The city has freed up another $60,000 to help local businesses and organizations during the COVID-19 pandemic.
Council committee voted this week to approve the funding — from the Social Assistance and Economic Recovery COVID-19 Emergency Relief Fund — for use by the economic recovery task force (ERTF).
“We’re in the middle of Wave 2 (of the pandemic) and we’re thinking of a variety of initiatives,” said Coun. Ted Emond, who chairs the ERTF.
With vaccines rolling out, the city is hopeful businesses will be able to get back to “some sense of normal” over the next few months, he said, and there will be a need for assistance.
“When restrictions are removed, what can we do, as a community, to reinforce our local businesses?” he asked.
Specific details about how the money will be used are still being determined, but Emond said some of it will go toward promoting a third phase of the “shop locally” campaign. It is expected a budget of $15,000 to $18,000 will be needed for that effort.
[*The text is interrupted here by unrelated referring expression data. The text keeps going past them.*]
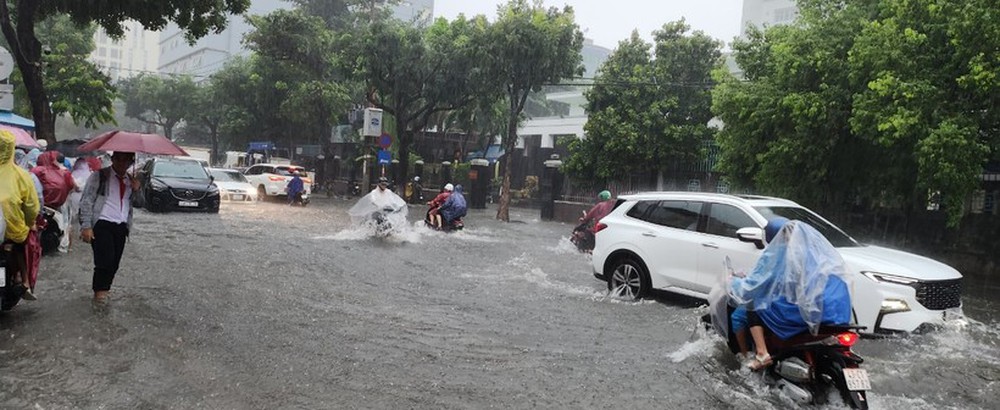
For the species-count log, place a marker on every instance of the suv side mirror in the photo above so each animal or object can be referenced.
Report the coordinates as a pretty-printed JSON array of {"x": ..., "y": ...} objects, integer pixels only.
[{"x": 753, "y": 235}]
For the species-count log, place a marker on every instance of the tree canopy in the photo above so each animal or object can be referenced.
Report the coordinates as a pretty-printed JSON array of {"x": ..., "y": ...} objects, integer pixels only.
[
  {"x": 527, "y": 47},
  {"x": 871, "y": 102},
  {"x": 18, "y": 20},
  {"x": 648, "y": 111}
]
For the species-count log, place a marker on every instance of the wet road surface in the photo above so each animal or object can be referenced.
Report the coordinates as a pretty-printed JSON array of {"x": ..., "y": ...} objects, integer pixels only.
[{"x": 266, "y": 306}]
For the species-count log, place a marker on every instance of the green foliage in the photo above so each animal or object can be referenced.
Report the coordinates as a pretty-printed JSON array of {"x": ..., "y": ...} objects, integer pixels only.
[
  {"x": 527, "y": 47},
  {"x": 647, "y": 112},
  {"x": 162, "y": 101},
  {"x": 196, "y": 17},
  {"x": 76, "y": 86},
  {"x": 873, "y": 101},
  {"x": 19, "y": 18},
  {"x": 413, "y": 73}
]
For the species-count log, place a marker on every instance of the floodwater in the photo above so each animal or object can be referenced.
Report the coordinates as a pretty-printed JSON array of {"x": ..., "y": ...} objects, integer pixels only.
[{"x": 264, "y": 306}]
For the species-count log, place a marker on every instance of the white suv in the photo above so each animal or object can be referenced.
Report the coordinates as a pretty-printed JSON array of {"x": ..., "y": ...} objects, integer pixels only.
[
  {"x": 272, "y": 179},
  {"x": 679, "y": 242}
]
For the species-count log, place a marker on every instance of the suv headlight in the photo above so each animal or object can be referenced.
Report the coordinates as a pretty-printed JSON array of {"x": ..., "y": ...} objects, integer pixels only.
[
  {"x": 887, "y": 278},
  {"x": 157, "y": 185}
]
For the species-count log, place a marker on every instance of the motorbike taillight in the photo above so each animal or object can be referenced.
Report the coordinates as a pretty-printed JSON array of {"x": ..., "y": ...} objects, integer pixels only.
[{"x": 847, "y": 339}]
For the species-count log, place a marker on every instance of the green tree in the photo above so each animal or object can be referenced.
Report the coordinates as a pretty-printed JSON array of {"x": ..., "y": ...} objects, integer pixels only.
[
  {"x": 18, "y": 24},
  {"x": 527, "y": 47},
  {"x": 162, "y": 101},
  {"x": 412, "y": 73},
  {"x": 304, "y": 59},
  {"x": 787, "y": 129},
  {"x": 648, "y": 112},
  {"x": 77, "y": 86},
  {"x": 849, "y": 104}
]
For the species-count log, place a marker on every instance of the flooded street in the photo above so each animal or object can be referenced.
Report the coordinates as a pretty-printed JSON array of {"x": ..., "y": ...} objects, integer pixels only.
[{"x": 266, "y": 306}]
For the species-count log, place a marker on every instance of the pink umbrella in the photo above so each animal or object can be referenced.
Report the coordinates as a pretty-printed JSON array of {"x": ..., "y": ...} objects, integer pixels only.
[
  {"x": 126, "y": 141},
  {"x": 22, "y": 138}
]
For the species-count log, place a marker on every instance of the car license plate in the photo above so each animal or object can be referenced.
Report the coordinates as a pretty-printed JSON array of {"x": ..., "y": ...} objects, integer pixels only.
[
  {"x": 857, "y": 379},
  {"x": 952, "y": 314}
]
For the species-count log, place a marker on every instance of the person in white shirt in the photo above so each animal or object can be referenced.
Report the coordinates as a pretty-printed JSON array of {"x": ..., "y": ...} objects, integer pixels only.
[{"x": 105, "y": 218}]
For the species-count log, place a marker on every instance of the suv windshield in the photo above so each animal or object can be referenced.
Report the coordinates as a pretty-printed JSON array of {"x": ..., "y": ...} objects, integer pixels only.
[
  {"x": 837, "y": 237},
  {"x": 286, "y": 171},
  {"x": 227, "y": 176},
  {"x": 179, "y": 169}
]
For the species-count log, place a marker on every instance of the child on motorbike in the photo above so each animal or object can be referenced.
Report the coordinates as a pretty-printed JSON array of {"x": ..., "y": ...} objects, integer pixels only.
[
  {"x": 798, "y": 284},
  {"x": 435, "y": 205}
]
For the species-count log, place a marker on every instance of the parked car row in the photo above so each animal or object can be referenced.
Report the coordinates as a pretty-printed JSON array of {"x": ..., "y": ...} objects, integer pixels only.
[
  {"x": 186, "y": 184},
  {"x": 679, "y": 242}
]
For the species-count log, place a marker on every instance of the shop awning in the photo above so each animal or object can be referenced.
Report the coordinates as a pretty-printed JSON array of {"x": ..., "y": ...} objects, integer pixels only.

In its report to council committee, the ERTF stated, “While most retail-related businesses reported a strong December, it is clear that many businesses, especially small and locally owned businesses, are especially concerned about the impact this stay-at-home order will have on their bottom line.
“It is equally clear that as travel is limited, and as Orillia has a high dependence on destination-based marketing, the ERTF’s assistance in encouraging residents to shop local will be crucial. The ERTF has developed a third phase of the Shop Local campaign that will focus on thanking residents for shopping local, demonstrating the impact this has had on local businesses, and encouraging residents to continue this patronage.”
All funding proposals from the ERTF must be approved by the city’s emergency management committee.
The city plans to announce a program early next week that will assist local businesses and organizations with federal and municipal grant applications, Emond said.
During the first wave of the pandemic, the city took $1 million from its tax rate stabilization reserve and put it in the newly created Social Assistance and Economic Recovery COVID-19 Emergency Relief Fund. The ERTF was able to access $60,000 at that time, too.
Some of that money was used to help businesses pivot to online sales and curbside pickup.
There is still about $900,000 available in the Social Assistance and Economic Recovery COVID-19 Emergency Relief Fund. Emond expects any money left over in that fund, post-pandemic, will go back into the tax rate stabilization reserve.
More details about how the latest $60,000 allotment will be used will be released when they become available.